Letter of the Day | Gov’t, not citizens, bears burden of crippling crime
THE EDITOR, Sir:
We were promised increased production. Instead, we got increased violence. Protection rackets and extortion are the industries of entities whose business is violence. These are the thugs united in generating scale economies in violence with the output of a political strategy.
Therefore, the rebranded outdated curfews, as zones of special operations (ZOSOs), are a prelude to blaming terrified citizens who know if they report a don, they will be dead the moment the ZOSO is lifted.
From my experience growing up in Spanish Town, the police and soldiers tend to rely on the residents to tell them where the dons are, but it is a game both innocent law-enforcement officers and citizens are dragged into. If the Government was serious about crime, we would have had a pack of well-trained dogs sniffing out concealed ammunition.
Do the communities have control over the guns and ammunition coming into the country?
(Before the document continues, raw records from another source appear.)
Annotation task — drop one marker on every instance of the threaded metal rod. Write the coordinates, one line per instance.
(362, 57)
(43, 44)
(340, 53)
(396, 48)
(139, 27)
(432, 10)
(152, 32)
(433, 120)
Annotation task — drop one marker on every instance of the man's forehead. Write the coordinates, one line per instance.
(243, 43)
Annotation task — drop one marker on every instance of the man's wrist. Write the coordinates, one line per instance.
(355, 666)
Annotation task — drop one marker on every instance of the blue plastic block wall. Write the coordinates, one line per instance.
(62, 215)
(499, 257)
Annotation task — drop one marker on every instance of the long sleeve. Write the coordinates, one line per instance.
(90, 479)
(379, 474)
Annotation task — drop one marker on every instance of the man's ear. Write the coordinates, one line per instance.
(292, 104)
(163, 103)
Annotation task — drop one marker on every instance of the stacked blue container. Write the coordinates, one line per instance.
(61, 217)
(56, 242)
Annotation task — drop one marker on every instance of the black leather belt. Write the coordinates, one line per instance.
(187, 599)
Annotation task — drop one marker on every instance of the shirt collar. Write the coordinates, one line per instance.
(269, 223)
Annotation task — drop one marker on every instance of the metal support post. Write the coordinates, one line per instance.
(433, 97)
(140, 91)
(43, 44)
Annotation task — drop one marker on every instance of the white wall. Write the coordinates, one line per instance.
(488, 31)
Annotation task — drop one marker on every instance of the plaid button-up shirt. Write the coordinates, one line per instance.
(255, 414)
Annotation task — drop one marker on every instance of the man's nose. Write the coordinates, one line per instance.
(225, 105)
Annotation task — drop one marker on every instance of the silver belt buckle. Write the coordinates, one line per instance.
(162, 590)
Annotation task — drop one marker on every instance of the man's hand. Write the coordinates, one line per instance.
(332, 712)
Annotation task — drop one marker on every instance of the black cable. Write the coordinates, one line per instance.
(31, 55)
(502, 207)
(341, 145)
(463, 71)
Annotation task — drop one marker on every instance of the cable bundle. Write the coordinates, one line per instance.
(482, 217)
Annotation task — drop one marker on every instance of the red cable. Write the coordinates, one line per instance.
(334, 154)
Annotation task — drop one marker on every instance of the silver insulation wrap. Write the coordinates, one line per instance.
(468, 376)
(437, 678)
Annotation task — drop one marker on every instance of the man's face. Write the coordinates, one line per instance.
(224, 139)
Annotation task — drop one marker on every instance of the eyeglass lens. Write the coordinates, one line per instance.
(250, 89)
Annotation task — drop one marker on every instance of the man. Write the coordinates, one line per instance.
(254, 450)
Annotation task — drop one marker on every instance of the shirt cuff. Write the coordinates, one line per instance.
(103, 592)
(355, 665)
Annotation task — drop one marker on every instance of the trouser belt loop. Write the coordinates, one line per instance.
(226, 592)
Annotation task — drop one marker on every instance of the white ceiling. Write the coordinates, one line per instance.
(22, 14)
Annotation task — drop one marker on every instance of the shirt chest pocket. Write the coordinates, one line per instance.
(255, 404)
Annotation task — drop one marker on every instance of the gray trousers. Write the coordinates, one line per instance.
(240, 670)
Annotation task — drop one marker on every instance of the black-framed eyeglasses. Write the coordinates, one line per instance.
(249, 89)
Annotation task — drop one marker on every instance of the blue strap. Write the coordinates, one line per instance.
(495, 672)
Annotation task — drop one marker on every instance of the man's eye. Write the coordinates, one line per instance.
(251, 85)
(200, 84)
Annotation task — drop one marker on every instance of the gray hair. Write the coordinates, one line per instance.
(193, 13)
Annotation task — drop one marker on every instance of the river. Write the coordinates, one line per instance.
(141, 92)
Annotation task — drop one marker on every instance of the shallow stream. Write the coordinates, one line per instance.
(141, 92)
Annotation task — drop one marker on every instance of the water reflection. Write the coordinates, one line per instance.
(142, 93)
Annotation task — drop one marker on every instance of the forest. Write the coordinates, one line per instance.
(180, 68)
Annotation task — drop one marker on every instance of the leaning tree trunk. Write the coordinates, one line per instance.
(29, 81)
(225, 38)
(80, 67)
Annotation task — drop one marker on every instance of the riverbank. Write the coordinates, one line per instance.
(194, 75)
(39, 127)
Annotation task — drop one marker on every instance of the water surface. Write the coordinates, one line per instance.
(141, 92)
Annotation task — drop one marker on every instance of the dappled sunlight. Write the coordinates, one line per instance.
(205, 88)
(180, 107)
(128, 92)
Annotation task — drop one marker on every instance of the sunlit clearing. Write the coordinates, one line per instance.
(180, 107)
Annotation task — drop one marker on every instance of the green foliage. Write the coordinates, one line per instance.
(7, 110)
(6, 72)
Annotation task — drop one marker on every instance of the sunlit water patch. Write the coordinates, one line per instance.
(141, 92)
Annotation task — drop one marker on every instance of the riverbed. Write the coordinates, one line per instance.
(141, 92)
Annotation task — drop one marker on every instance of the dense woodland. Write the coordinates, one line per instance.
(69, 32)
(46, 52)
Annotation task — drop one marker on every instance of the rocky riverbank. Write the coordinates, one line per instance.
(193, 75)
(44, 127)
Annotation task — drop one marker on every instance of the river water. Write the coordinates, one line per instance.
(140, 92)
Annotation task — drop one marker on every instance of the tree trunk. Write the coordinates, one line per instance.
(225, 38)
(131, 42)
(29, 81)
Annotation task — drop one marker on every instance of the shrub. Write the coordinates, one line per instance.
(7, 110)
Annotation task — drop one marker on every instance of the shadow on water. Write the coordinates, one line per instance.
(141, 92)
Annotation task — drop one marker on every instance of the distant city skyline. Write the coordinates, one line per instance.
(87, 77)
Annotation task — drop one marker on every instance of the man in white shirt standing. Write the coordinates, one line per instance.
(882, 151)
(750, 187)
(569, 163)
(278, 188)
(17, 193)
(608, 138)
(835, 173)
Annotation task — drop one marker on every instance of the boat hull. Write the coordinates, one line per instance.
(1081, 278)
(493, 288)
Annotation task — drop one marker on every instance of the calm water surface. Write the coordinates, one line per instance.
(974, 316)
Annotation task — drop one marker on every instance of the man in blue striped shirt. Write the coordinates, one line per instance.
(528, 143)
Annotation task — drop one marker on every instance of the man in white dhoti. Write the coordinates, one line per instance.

Can a resident stop a bullet? Sure, the community plays a part, but the bulk of the responsibility is on the leadership to stop the guns and ammunition coming into the country. Disband the garrisons and the gangs that control and terrorise law-abiding citizens.
"It struck me that in a statement from the police force, they were able to identify, I believe, 12 criminal gangs operating in the Mount Salem area and are only now moving to deal with them. With all the preambles and public announcements, anyone in this ZOSO that is on the radar of the authorities has long moved out. Hopefully, the community sensitisation will have some effect until the soldiers and police move out and the gangsters move back in," said Christopher Binns
The construct of the political economy in Jamaica is not to increase production, but rather to gain economies of scale in violence. We've got these two economic activities hard-wired into social behaviour, production and violence, but what we've got is economies of scale only in violence. The lack of growth in the Jamaican economy is directly related to the trade-off in scale economies in violence and so communities are organised not to engage in production but rather to reap the benefits of scale economies in violence.